There you go! We have seen no efforts made by the local association of Realtors of the MLS system to curtail fraudulent activities by realtors, but the state association has a link!
I guess the realtors committing fraud didn’t get the memo about attending the webinar, or bothered to call the Hotline?
P.S. The last I heard, if you submit a complaint about a realtor to the California Department of Real Estate, they will get around to it in about 18 months.
It’s not just California. That seems to be the way the associations work everywhere.
This needs explanation. Are you telling us CAR demands you (and others) neither link nor provide copies of standard blank real estate purchase contracts?

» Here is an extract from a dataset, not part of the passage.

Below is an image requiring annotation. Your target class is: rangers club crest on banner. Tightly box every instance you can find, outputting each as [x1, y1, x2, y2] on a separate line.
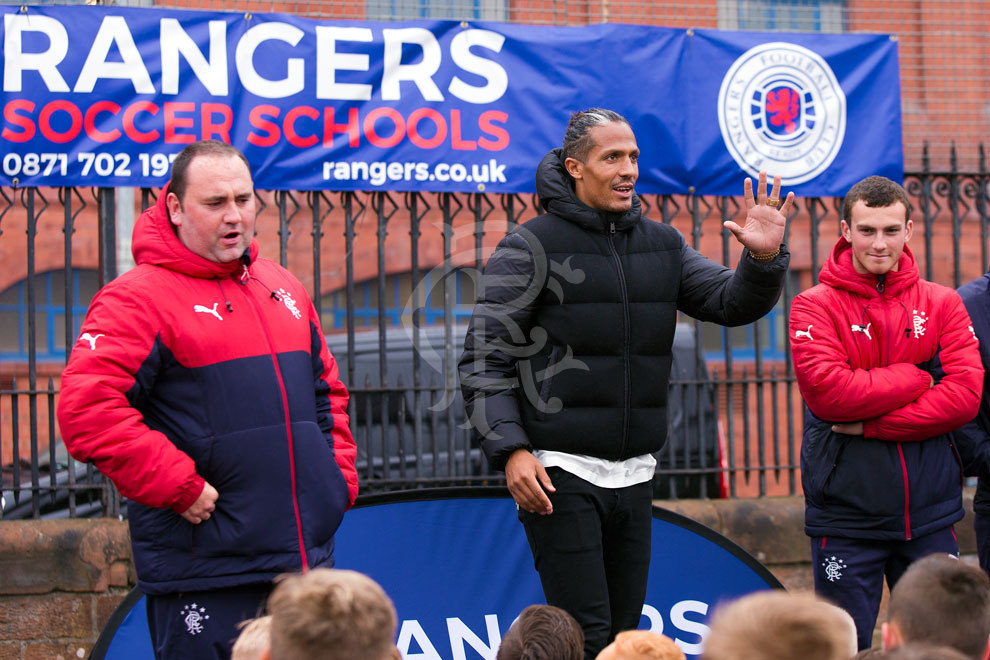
[717, 42, 847, 186]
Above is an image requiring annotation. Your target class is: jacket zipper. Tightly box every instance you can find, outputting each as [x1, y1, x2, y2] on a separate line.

If this is the case, what a sham operation. What s sham. The only — only — reason to send this demand is to make it more difficult for California consumers to use and obtain standard forms to buy/sell real estate. As if sending out these letters is going to force the do-it-yourselfers into the arms of the only constituency CAR cares about.
Also Jim, hope you leave the blank contract up.
It is pathetic they dont go after the real criminals out there. Seems to be business as usual in the real estate world. I never saw the purchase contract on the blog personally.
You are reading it correctly.
They will dance around the blatant fraudulent activity by realtors – the group they are charged with serving. I think they have a duty to the rest of the honest realtors to clean up the business!
And yes, unfortunately their rights to intellectual content are more valuable than transparency. They prevent the public from reading the contracts in advance, and want the realtor to be the one to distribute and explain – though the contracts say right on them that realtors are not lawyers and if you want legal advice go find an attorney but go ahead and sign here first before reading, let alone understanding.
Did you also note that they are too busy to pursue people, but they found time for me?
P.S. I did remove the contract. The blog post was from April when Kingside the attorney joined me on Blog Talk Radio and we were discussing the finer points of the contract to help educate people.
As of 7/1/13, the Department of Real Estate will technically cease to exist and operations will be transfered to the “Bureau of Real Estate” which will become a component of the Department of Consumer Affairs.
http://www.dre.ca.gov/files/pdf/DRE_BRE.pdf
Hard to imagine that the complaint backlog with the DRE will improve any time soon.
CAR doesn’t have to prosecute; they simply have to kick bad realtors out. Sheesh.